Jewish woman in colonial Baltimore

Shinah Solomon Etting (December 24, 1744 – November 30, 1822) was the matriarch of one of the first Jewish families to live in Baltimore, Maryland.

==Biography==
Etting was born in New York City to Lancaster merchant Joseph Solomon and Bilah Myer-Cohen Solomon. She had two brothers, Isaac (1742–1798) and Levy (1748–1827). In November 1759, she married 35-year-old Elijah Etting and the couple moved to York, Pennsylvania, where they had eight children—Reuben, Solomon, Joseph, Fanny, Elizabeth, Kitty, Hetty and Sally—all of whom lived to adulthood except Joseph.

She and her husband ran a small store in York where they hosted Alexander Graydon in the summer of 1773. He wrote about the pleasant hospitality he received in the Etting home, saying that Shinah in specific was "always in spirits, full of frolic and glee, and possessing the talent of singing agreeably...."
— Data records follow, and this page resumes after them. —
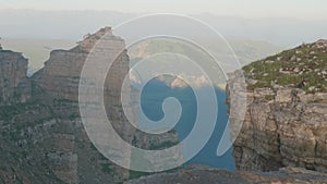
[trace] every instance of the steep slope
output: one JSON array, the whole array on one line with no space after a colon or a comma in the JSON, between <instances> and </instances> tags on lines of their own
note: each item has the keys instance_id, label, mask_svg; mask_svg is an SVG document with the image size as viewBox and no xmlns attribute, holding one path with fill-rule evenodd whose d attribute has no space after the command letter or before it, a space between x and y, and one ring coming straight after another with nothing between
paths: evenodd
<instances>
[{"instance_id":1,"label":"steep slope","mask_svg":"<svg viewBox=\"0 0 327 184\"><path fill-rule=\"evenodd\" d=\"M143 174L105 158L90 143L81 120L81 71L90 49L104 35L111 40L111 49L124 45L110 27L101 28L70 50L53 50L45 68L31 78L26 77L27 61L21 53L0 51L0 66L5 72L0 73L0 81L9 81L0 89L10 91L4 96L8 102L0 106L0 183L121 183ZM104 91L107 116L116 131L142 148L161 148L162 143L177 142L173 132L148 137L130 125L120 98L128 72L129 57L123 51L107 75ZM137 108L134 110L138 113Z\"/></svg>"},{"instance_id":2,"label":"steep slope","mask_svg":"<svg viewBox=\"0 0 327 184\"><path fill-rule=\"evenodd\" d=\"M0 106L14 99L15 88L26 78L27 59L22 53L0 49Z\"/></svg>"},{"instance_id":3,"label":"steep slope","mask_svg":"<svg viewBox=\"0 0 327 184\"><path fill-rule=\"evenodd\" d=\"M298 168L283 168L274 172L229 172L204 167L189 168L173 173L161 173L138 180L129 181L124 184L325 184L327 174L305 171Z\"/></svg>"},{"instance_id":4,"label":"steep slope","mask_svg":"<svg viewBox=\"0 0 327 184\"><path fill-rule=\"evenodd\" d=\"M244 68L247 109L234 143L238 169L327 172L326 57L327 41L318 40ZM240 71L230 74L227 90L241 97L239 76ZM230 112L238 108L233 101ZM231 119L231 126L238 122Z\"/></svg>"}]
</instances>

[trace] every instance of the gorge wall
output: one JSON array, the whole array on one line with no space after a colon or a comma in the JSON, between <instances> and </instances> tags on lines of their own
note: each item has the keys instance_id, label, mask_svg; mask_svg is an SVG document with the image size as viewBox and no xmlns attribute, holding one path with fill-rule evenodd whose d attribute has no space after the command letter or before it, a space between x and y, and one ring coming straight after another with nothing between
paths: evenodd
<instances>
[{"instance_id":1,"label":"gorge wall","mask_svg":"<svg viewBox=\"0 0 327 184\"><path fill-rule=\"evenodd\" d=\"M102 184L133 176L96 149L80 114L81 71L105 35L110 41L106 54L116 58L110 54L124 47L124 40L105 27L86 35L70 50L51 51L44 69L29 78L22 53L0 50L0 183ZM120 97L128 72L129 56L123 50L106 76L104 91L107 116L116 131L142 148L177 142L175 133L148 137L128 122ZM136 121L138 111L134 110Z\"/></svg>"},{"instance_id":2,"label":"gorge wall","mask_svg":"<svg viewBox=\"0 0 327 184\"><path fill-rule=\"evenodd\" d=\"M247 84L245 119L233 144L239 170L300 167L327 172L324 58L327 44L324 42L327 41L300 46L245 66L243 74L241 71L230 74L228 94L242 93L235 87L235 78L244 75ZM235 105L227 101L230 111L235 111L238 100L233 101ZM240 123L230 121L231 126Z\"/></svg>"},{"instance_id":3,"label":"gorge wall","mask_svg":"<svg viewBox=\"0 0 327 184\"><path fill-rule=\"evenodd\" d=\"M27 64L22 53L0 48L0 106L14 101L15 88L26 78Z\"/></svg>"}]
</instances>

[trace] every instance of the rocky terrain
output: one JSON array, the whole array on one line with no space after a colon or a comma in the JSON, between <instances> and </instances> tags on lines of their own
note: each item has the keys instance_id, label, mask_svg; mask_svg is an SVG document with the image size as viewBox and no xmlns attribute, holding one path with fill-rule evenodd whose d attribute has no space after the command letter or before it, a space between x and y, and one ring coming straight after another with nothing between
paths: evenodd
<instances>
[{"instance_id":1,"label":"rocky terrain","mask_svg":"<svg viewBox=\"0 0 327 184\"><path fill-rule=\"evenodd\" d=\"M242 123L233 144L237 172L192 167L126 184L327 183L326 53L327 41L318 40L229 74L231 134Z\"/></svg>"},{"instance_id":2,"label":"rocky terrain","mask_svg":"<svg viewBox=\"0 0 327 184\"><path fill-rule=\"evenodd\" d=\"M80 118L81 70L105 34L123 45L109 27L102 28L75 48L53 50L45 68L29 78L27 59L0 50L0 183L327 183L327 41L302 45L229 75L228 95L244 95L237 79L243 74L249 89L245 120L230 119L231 127L243 121L233 150L240 171L192 167L128 181L144 173L122 169L99 154ZM125 120L119 90L128 70L124 51L105 86L113 126L137 147L175 144L175 132L148 137ZM231 112L239 107L229 98L227 102Z\"/></svg>"},{"instance_id":3,"label":"rocky terrain","mask_svg":"<svg viewBox=\"0 0 327 184\"><path fill-rule=\"evenodd\" d=\"M124 184L326 184L327 174L299 168L282 168L272 172L229 172L204 167L191 167L173 173L161 173Z\"/></svg>"},{"instance_id":4,"label":"rocky terrain","mask_svg":"<svg viewBox=\"0 0 327 184\"><path fill-rule=\"evenodd\" d=\"M0 105L14 101L15 88L26 78L27 64L22 53L0 48Z\"/></svg>"},{"instance_id":5,"label":"rocky terrain","mask_svg":"<svg viewBox=\"0 0 327 184\"><path fill-rule=\"evenodd\" d=\"M327 172L326 57L327 41L318 40L244 68L246 114L233 150L239 170ZM229 91L240 94L241 73L230 74Z\"/></svg>"},{"instance_id":6,"label":"rocky terrain","mask_svg":"<svg viewBox=\"0 0 327 184\"><path fill-rule=\"evenodd\" d=\"M89 142L80 118L80 74L90 49L106 34L111 48L124 45L110 27L101 28L70 50L53 50L45 68L28 78L27 59L0 50L0 183L121 183L143 174L105 158ZM128 126L119 93L129 71L126 52L110 70L105 103L121 137L145 148L177 142L175 133L148 138Z\"/></svg>"}]
</instances>

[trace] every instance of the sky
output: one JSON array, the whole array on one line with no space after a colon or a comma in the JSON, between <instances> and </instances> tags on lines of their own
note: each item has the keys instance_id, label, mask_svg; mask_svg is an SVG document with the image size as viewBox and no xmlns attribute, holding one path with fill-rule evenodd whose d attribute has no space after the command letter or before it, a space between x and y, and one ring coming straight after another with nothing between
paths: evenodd
<instances>
[{"instance_id":1,"label":"sky","mask_svg":"<svg viewBox=\"0 0 327 184\"><path fill-rule=\"evenodd\" d=\"M325 20L326 0L0 0L0 9L110 10L124 13L213 13Z\"/></svg>"}]
</instances>

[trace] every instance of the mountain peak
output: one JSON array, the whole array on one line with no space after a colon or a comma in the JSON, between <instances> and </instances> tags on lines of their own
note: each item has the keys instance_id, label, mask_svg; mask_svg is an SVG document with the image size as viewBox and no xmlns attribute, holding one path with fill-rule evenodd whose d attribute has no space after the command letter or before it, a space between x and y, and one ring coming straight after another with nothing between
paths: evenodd
<instances>
[{"instance_id":1,"label":"mountain peak","mask_svg":"<svg viewBox=\"0 0 327 184\"><path fill-rule=\"evenodd\" d=\"M327 40L284 50L243 68L250 88L295 87L306 93L327 91Z\"/></svg>"},{"instance_id":2,"label":"mountain peak","mask_svg":"<svg viewBox=\"0 0 327 184\"><path fill-rule=\"evenodd\" d=\"M89 52L94 45L106 34L108 34L109 36L113 36L111 27L106 26L104 28L100 28L95 34L85 35L83 37L83 40L78 41L77 46L71 49L71 51Z\"/></svg>"}]
</instances>

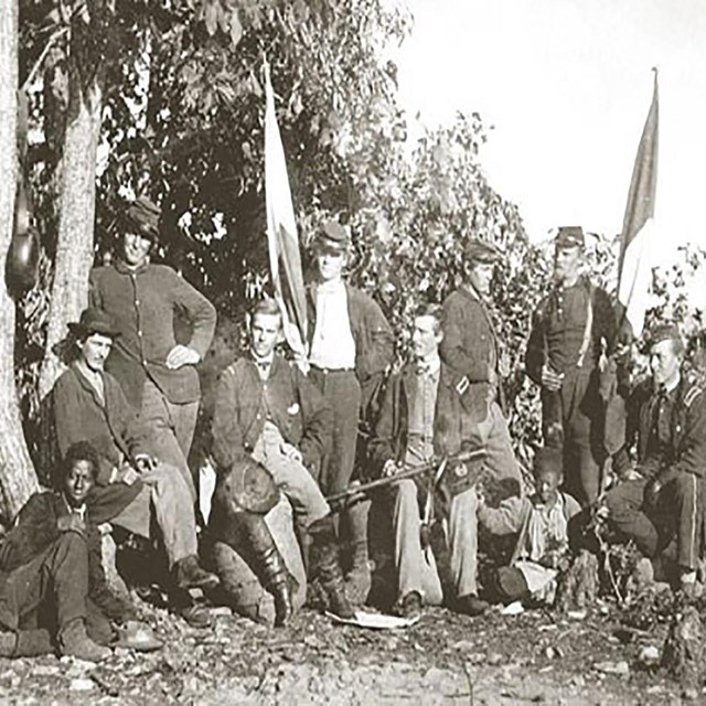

When Elijah died in 1778, Shinah moved to Baltimore with her younger children around 1780, though the exact date is unknown. Using her inheritance, she had a small boarding house built to her specifications, "for gentlemen." She took in boarders, among them Judith Cohen, the widow of Israel Cohen, and her children; both families had sons who rose to prominence in Baltimore. Etting used the profits from her successful inn to assist her two prominent sons in their business ventures. She was a stockholder in Union Bank in 1796, along with two of her sons and two of her daughters.

Etting had her portrait painted twice by Charles Peale Polk in the first half of the 1790s. One of the paintings is considered "one of his more successful portraits." An additional portrait was painted of her by John Wesley Jarvis in 1813.

Her son Solomon and her brother Levy purchased the "Jew's burying ground" in Baltimore in 1801. The cemetery which became known as the Etting Cemetery, was the oldest Jewish cemetery in Baltimore. Solomon Etting and Jacob Cohen were elected to the Baltimore City Council in 1826 a few months after the state constitution was amended to modify the requirement that elected officials swear a "Christian oath." Etting Street in Northwest Baltimore is named for Solomon Etting. Her son Reuben was appointed United States Marshal for Maryland by President Jefferson in 1801 and served through 1804.